On Election Day 1948, Harry S. Truman spent the night at the Elms Hotel when it appeared that he was losing his re-election bid to Republican Thomas Dewey. However, in the wee hours of the morning, he was awakened by his aides informing him that he had, in fact, won the election. He was whisked away to Kansas City, where he was photographed holding a copy of the Chicago Tribune that famously proclaimed "Dewey Defeats Truman."
Flooding caused issues in 1955 and a dike was constructed, which resulted in the elimination of the stone terraces and walkways at Siloam Park, to protect the Hall of Waters from further flood damage of the nearby Fishing River. The late 1950s and early 1960s proved difficult times for the city due to the severe decline in popularity of the resort spa town.
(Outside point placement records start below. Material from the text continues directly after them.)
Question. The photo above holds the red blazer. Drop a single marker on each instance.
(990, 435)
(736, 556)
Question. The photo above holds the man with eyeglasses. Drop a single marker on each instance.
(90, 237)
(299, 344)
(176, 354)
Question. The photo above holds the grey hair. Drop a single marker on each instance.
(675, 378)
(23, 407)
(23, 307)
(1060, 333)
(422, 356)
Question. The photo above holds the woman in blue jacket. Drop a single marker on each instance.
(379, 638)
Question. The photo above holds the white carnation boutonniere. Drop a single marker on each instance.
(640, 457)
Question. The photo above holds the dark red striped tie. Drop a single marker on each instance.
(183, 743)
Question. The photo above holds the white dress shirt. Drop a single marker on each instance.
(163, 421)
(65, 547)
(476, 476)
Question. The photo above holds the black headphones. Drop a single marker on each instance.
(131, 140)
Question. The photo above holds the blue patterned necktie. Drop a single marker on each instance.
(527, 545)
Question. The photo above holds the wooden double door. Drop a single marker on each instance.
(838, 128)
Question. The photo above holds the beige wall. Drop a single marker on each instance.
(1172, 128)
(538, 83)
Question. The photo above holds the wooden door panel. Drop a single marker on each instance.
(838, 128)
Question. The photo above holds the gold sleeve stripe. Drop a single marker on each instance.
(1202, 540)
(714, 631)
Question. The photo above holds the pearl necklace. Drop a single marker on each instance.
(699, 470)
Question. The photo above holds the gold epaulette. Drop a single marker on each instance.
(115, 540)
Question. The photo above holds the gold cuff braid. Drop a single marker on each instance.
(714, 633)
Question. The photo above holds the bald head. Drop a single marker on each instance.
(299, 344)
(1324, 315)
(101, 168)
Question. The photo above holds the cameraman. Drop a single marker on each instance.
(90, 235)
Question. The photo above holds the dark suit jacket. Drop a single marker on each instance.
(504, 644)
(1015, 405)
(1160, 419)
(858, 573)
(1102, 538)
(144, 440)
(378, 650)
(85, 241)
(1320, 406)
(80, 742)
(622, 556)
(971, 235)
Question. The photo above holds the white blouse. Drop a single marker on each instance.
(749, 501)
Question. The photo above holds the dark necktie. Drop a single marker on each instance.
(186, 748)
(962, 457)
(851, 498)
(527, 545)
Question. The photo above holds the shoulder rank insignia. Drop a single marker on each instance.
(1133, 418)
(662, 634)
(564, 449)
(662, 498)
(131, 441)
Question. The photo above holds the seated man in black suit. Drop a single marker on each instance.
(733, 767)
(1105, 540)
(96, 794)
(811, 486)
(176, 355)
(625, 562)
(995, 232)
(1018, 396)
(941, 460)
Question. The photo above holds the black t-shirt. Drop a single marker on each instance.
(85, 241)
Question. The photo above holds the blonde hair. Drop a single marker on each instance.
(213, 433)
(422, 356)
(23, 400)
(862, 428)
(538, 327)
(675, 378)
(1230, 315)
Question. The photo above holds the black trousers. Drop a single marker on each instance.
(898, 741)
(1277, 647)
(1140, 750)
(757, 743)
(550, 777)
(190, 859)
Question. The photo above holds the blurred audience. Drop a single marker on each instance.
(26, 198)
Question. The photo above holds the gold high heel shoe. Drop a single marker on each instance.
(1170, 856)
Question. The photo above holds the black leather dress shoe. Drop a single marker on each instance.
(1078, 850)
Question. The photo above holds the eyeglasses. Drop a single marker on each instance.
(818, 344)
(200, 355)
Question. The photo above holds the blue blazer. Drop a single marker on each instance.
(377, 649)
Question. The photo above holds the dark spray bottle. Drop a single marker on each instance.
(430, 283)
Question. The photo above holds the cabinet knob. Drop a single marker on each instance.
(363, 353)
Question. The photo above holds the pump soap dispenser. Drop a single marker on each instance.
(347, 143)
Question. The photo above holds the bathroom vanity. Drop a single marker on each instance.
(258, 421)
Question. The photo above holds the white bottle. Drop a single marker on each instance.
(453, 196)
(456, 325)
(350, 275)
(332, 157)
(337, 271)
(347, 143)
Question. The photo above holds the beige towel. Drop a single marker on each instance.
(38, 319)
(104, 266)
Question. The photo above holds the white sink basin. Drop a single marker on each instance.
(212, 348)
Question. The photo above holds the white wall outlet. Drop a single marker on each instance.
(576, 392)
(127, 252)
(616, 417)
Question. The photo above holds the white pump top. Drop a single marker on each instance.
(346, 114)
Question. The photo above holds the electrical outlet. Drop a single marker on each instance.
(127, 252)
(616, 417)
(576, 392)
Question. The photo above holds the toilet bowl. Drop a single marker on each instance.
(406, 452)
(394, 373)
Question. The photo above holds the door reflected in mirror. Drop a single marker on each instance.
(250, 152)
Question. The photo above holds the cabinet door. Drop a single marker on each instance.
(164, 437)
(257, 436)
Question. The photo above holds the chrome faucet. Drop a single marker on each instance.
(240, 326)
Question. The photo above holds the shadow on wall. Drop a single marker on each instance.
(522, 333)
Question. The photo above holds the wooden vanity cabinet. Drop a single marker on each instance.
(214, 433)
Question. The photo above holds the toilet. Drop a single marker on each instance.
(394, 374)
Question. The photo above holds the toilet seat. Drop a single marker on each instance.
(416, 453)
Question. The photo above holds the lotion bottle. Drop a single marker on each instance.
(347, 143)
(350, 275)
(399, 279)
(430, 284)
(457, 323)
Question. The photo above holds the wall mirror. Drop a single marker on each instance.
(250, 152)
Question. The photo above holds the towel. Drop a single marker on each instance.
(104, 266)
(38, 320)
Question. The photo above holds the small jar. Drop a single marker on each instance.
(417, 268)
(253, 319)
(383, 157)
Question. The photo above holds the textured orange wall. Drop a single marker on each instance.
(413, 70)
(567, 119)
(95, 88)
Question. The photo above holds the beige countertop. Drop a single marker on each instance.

By 1967, the bottling operations had lost $25,000 and the city decided it was time to put their mineral water history behind them and move forward to new horizons.
The actor Michael Douglas, had his first starring role in a movie, "Adam at Six A.M.", which was released in 1970. The movie was filmed in Excelsior Springs, as well as in Cameron, Missouri. In 1974, The National Civic League selected Excelsior Springs as an All-America City, thus reviving some energy into this small town. The Greater Excelsior Springs Area conducted centennial celebrations in 1980.